Another major concern regards the influence of the reference genome on analysis of variation across large cohorts for population and clinical genomics. Several studies, such as the 1000 Genomes Project (1KGP) (18) and gnomAD (6), have provided information about the extent of genetic diversity within and between human populations. Many analyses of Mendelian and complex diseases use these catalogs of single-nucleotide variants (SNVs), small indels, and structural variants (SVs) to rank and prioritize potential causal variants on the basis of allele frequencies (AFs) and other evidence (19–21). When evaluating these resources, the overall quality and representativeness of the human reference genome should be considered. Any gaps or errors in the sequence could obscure variation and its contribution to human phenotypes and disease.
In addition to omissions such as centromeric sequences or acrocentric chromosome arms, the current reference genome possesses other errors and biases, including within genes of known medical relevance (22, 23).
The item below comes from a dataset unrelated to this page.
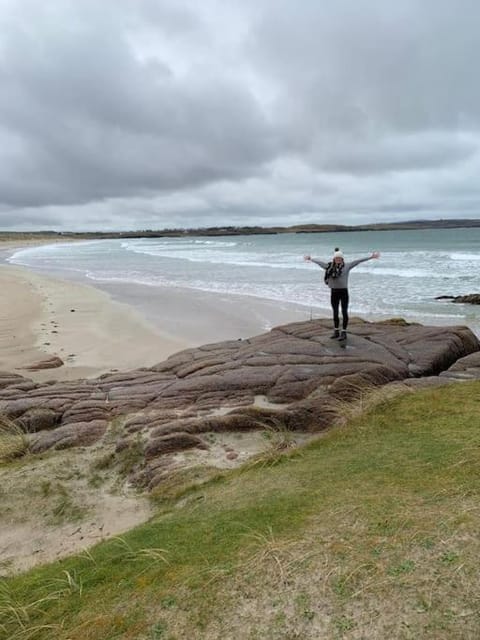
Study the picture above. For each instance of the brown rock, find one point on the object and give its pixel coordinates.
(172, 443)
(79, 434)
(48, 363)
(295, 367)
Moreover, GRCh38 was assembled from multiple donors with clone-based sequencing, which creates an excess of artificial haplotype structures that can subtly bias analyses (1, 24). Over the years, there have been attempts to replace certain rare alleles with more common alleles, but hundreds of thousands of artificial haplotypes and rare alleles remain to this day (3, 25, 26). Increasing the continuity, quality, and representativeness of the reference genome is therefore crucial for improving genetic diagnosis, as well as for understanding the complex relationship between genetic and phenotypic variation.
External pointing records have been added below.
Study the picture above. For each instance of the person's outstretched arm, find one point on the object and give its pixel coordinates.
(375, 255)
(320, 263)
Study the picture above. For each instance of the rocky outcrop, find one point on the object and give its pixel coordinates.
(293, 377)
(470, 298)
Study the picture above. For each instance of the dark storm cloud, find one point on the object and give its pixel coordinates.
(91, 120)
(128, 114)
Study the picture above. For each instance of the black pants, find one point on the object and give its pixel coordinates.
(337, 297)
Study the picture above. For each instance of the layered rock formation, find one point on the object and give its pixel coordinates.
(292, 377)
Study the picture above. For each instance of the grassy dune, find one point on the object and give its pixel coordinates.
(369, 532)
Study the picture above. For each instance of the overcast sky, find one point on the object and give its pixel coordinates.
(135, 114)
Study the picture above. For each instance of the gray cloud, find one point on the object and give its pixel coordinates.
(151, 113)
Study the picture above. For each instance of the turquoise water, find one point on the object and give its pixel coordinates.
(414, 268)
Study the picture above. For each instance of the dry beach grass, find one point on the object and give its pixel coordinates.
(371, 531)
The Telomere-to-Telomere (T2T) CHM13 genome addresses many of the limitations of the current reference (27). Specifically, the T2T-CHM13v1.0 assembly adds nearly 200 Mbp of sequence and resolves errors present in GRCh38. Here, we demonstrate the impact of the T2T-CHM13 reference on variant discovery and genotyping in a globally diverse cohort. This includes all 3202 samples from the recently expanded 1KGP sequenced with short reads (28) along with 17 samples from diverse populations sequenced with long reads (8, 27, 29). Our analysis reveals more than 2 million variants within previously unresolved regions of the genome, genome-wide improvements in SV discovery, and enhancement in variant calling accuracy across 622 medically relevant genes. In summary, our work demonstrates universal improvements in read mapping and variant calling, thereby broadening the horizon for future genomic studies.